Раненых перевозили в госпиталь, но лазарет оставался переполненным.
* * *
Вечером я пошел в госпиталь навестить Канделу. К сожалению, офицерские комнаты, расположенные на первом этаже, были очень холодными и обогреть их не представлялось возможным. В одной из них на полу лежал почти голый и очень грязный солдат. Похоже, он бился в предсмертной агонии. Когда я вошел, офицеры попросили унести его куда-нибудь. Они сказали, что незнакомые солдаты принесли его сюда и, бросили, не обращая внимания на протесты. Я позвал солдат, занимавшихся уборкой помещения, и потребовал, чтобы они нашли для умирающего другое место. Пришлось применить власть и даже пригрозить оружием, но все-таки я добился, чтобы несчастного отнесли на второй этаж и устроили в теплой комнате.
* * *
Удостоверившись, что все сделано как надо, я снова спустился вниз. Многие офицеры были мне знакомы. Здесь, кроме Канделы, находились капитаны Ланчиани и Рико, оба из 80-го пехотного полка. Несмотря на то что ноги Рико были изранены шрапнелью, он медленно ковылял по комнате и пытался помочь тем, кто вообще не мог встать. За его непрезентабельной внешностью скрывалось очень доброе сердце. Обычно бледное, но спокойное лицо этого человека теперь приобрело синюшный оттенок и было искажено страданием.

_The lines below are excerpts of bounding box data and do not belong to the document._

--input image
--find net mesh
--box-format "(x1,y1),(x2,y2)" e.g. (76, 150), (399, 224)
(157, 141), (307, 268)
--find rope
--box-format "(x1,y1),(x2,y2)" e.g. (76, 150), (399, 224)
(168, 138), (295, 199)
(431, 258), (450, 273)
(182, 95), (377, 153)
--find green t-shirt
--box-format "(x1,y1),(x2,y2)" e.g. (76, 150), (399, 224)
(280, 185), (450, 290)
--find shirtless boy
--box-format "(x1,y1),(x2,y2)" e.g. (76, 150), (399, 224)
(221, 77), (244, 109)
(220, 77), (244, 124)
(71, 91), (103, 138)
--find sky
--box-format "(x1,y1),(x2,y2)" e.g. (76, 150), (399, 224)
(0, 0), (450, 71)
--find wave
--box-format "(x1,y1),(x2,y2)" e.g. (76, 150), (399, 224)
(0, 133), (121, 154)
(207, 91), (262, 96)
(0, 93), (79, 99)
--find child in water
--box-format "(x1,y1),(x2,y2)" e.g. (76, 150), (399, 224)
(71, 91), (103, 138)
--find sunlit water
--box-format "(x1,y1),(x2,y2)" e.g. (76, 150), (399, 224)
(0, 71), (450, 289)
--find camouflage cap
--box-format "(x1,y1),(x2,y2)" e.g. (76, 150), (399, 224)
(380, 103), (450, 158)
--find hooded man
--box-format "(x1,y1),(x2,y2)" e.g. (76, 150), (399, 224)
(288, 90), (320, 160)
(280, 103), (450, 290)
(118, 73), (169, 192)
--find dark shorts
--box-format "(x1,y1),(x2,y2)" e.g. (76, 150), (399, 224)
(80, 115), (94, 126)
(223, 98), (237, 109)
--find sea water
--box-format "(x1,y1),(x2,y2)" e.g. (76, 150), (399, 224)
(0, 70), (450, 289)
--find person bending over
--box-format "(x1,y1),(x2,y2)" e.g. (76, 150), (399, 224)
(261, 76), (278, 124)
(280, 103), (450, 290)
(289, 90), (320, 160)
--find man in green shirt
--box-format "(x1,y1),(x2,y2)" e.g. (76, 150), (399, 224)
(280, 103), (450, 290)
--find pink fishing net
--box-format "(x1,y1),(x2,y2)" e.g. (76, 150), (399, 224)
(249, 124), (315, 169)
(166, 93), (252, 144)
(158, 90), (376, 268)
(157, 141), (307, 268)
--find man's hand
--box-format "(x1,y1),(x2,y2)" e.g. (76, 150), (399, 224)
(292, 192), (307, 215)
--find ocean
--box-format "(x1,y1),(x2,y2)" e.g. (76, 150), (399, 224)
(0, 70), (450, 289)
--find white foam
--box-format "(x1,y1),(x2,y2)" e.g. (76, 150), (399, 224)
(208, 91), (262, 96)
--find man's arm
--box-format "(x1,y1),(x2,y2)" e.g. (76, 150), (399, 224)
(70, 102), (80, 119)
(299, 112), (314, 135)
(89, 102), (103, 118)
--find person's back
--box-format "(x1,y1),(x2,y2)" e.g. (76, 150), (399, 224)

Я не мог допустить, чтобы мои друзья оставались в этих холодных комнатах, и отправился к капитану Руокко. От последнего я узнал, что в 100 метрах от основного госпиталя находится маленькое одноэтажное здание, которое как раз сейчас готовят для офицеров. Я тут же пошел проверить, как обстоят дела. Увидев, что там чисто и довольно тепло, я немедленно препроводил туда Канделу, а затем мы вместе с ординарцем капитана Ланчиани со всей осторожностью перенесли туда раненого капитана. Устроив обоих мужчин в самой лучшей, на мой взгляд, части комнаты, я опять пошел через заснеженный двор к госпиталю.
* * *
Неуклюжая и, по-моему, удивительно уродливая бетонная статуя женщины в современной одежде - таких очень много в Советском Союзе, - казалось, следила недобрыми черными глазами за моими перемещениями взад-вперед по двору. Рядом с ней находился постамент еще одной статуи, которую снесло взрывом. На месте остались только гигантские цементные ботинки - из них торчали толстые металлические прутья.
Глядя на эти уродливые творения, я невольно задумался о том, что победа коммунизма принесла советскому народу не только утрату веры в Бога. Она непостижимым образом лишила русских людей чувства прекрасного, не покидавшее их на протяжении многих веков.